In this paper, we proposed a new probabilistic method for forecasting the generation of wind power. This method was based on the Bayesian theory and was particularly appropriate for forecasting wind power in correspondence with wind speed regimes that vary significantly over time; this result was achieved by using a more complex probability distribution to characterize wind speed, i.e., the mixture Weibull distribution, which seemed the most suitable to represent both unimodal and bimodal wind regimes.

The results obtained with the proposed method were compared with the results obtained by using two probabilistic forecasting approaches that have been used extensively, i.e., the persistence method and a traditional Bayesian method using two-parameter distributions.

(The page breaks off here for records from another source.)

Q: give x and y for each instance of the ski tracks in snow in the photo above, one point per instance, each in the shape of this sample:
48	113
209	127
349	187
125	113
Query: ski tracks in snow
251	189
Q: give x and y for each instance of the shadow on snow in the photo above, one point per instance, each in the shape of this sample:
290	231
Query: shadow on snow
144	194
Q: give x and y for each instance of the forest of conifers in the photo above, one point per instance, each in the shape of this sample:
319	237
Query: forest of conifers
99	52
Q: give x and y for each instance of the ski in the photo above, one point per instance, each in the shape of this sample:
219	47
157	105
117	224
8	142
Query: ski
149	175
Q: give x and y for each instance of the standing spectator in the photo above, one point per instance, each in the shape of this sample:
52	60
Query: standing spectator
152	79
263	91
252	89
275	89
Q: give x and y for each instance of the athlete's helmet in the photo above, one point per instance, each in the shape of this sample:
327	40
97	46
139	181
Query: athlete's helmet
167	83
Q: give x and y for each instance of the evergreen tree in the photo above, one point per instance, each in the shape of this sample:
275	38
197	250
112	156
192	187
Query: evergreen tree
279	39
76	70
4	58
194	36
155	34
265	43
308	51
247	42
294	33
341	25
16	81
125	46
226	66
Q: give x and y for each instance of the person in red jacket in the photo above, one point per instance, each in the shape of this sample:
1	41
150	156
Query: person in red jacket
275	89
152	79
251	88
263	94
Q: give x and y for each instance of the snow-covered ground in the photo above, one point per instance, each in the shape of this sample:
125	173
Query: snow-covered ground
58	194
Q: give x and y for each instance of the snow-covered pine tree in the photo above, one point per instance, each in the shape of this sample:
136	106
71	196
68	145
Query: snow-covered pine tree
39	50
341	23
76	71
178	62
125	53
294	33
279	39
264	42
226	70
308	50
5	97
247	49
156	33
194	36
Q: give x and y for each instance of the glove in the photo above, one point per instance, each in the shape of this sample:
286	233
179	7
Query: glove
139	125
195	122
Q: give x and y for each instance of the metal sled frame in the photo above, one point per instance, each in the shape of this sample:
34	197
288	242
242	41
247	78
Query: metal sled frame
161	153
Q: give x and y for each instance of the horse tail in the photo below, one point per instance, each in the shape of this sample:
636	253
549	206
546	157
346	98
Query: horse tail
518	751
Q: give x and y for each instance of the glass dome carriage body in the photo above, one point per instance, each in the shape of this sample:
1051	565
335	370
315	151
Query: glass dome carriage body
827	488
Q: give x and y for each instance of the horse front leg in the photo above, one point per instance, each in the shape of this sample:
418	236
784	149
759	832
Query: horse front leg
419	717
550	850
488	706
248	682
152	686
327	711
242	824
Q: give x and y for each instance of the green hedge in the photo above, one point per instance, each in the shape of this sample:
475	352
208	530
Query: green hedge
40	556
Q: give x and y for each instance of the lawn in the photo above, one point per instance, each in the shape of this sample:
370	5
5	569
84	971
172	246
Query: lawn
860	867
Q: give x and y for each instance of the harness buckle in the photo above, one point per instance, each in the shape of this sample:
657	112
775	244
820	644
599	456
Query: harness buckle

The numerical applications were performed with respect to various wind turbines; the proposed method proved to be useful in short-term probabilistic forecasting of wind power, performing better than the reference methods in terms of both point-value and distribution forecasts. In particular, the proposed method offered significant improvements in terms of the sharpness and reliability of forecasts.

We concluded that the proposed Bayesian method is the most suitable for representing both unimodal and bimodal wind regimes. Also, additional significant improvements of the forecasts are expected in particular regimes that are characterized by a significant number of days of bimodal wind speed distributions.

Future work will focus on the application of the Box-Jenkins approach, based on the use of the sample autocorrelation function, to forecast the photovoltaic power generation. In addition, since in this paper we assumed a deterministic power curve, studies on the probabilistic behavior of power curve depending on meteorological variables such as wind direction, temperature, local air density, and precipitation will be carried out.